Abstract:
This comment to a contribution by Giesela Rühl attempts to shed more light on two critical aspects of the market for contract law. For one thing, many practitioners and academics believe that parties often choose the applicable law without regard to its legal content. Correspondingly, it is questioned whether states really adjust their contract law to attract additional users in response to competition from other jurisdictions. In support of this view, the parties can have good reasons to focus on features other than the intrinsic quality of contract laws. The economic theory of network effects explains why it may be more important to use the same law as everybody else than to find the law that best fits the contractual relationship. There is circumstantial evidence that network effects guide choice of law at least in certain areas. Even in the presence of network effects, however, jurisdictional competition can still be valuable.
For another thing, choice of law also seems to reflect differences in legal content.
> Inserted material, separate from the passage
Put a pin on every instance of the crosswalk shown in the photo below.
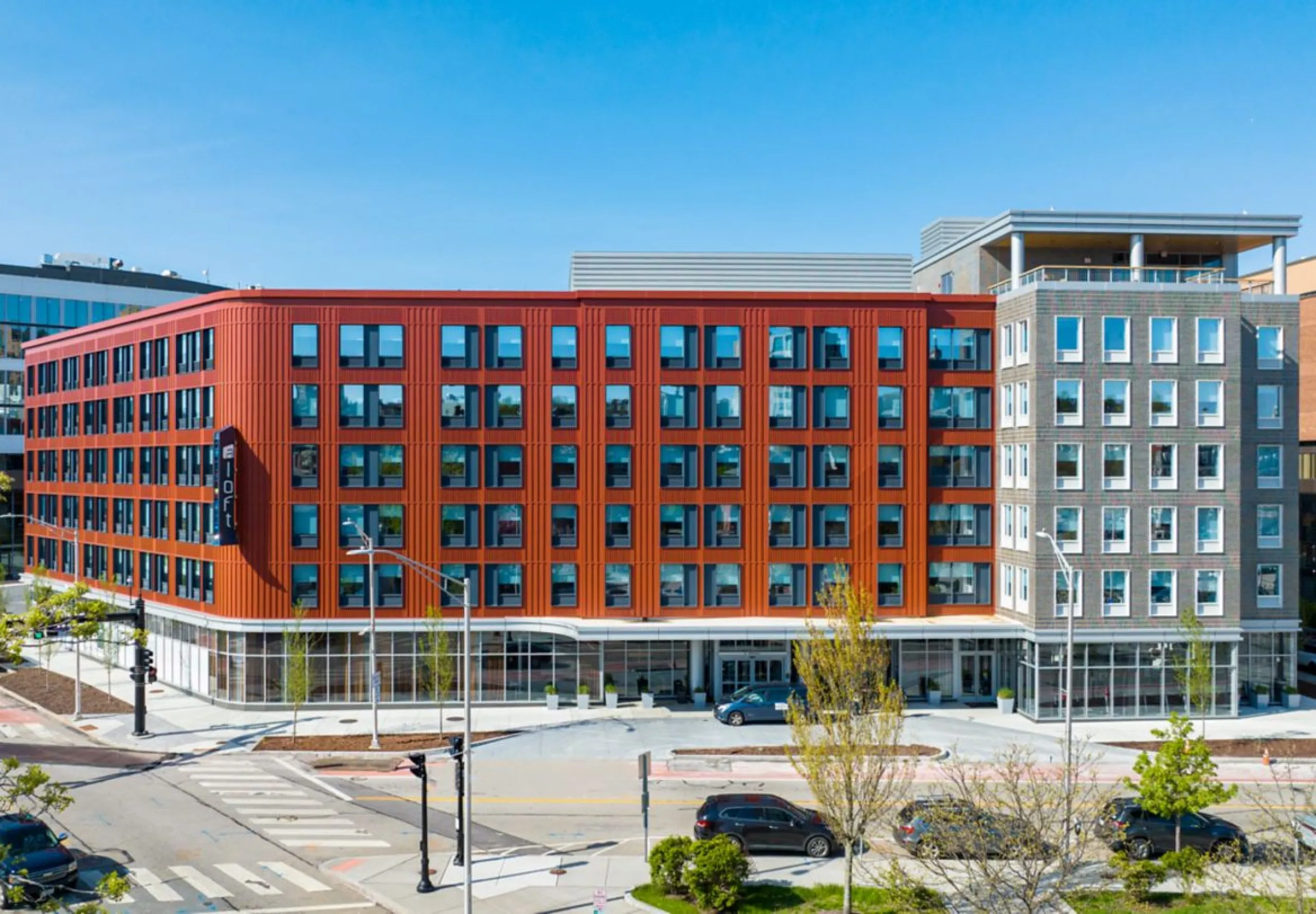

In this regard, jurisdictional competition is sometimes accused of undermining the ability of the law to regulate market failure. To analyze this, the ‘selection principle’ introduced by Professor Hans-Werner Sinn is applied to contract law. It turns out that law markets are indeed more prone to failure than markets in other goods. At the same time, it would be overly pessimistic to predict that the law market always replicates a failure in the underlying product or service market.
Engert, Andreas, Networks and Lemons in the Market for Contract Law (June 25, 2012). Eidenmüller (ed.), REGULATORY COMPETITION IN CONTRACT LAW AND DISPUTE RESOLUTION, Forthcoming.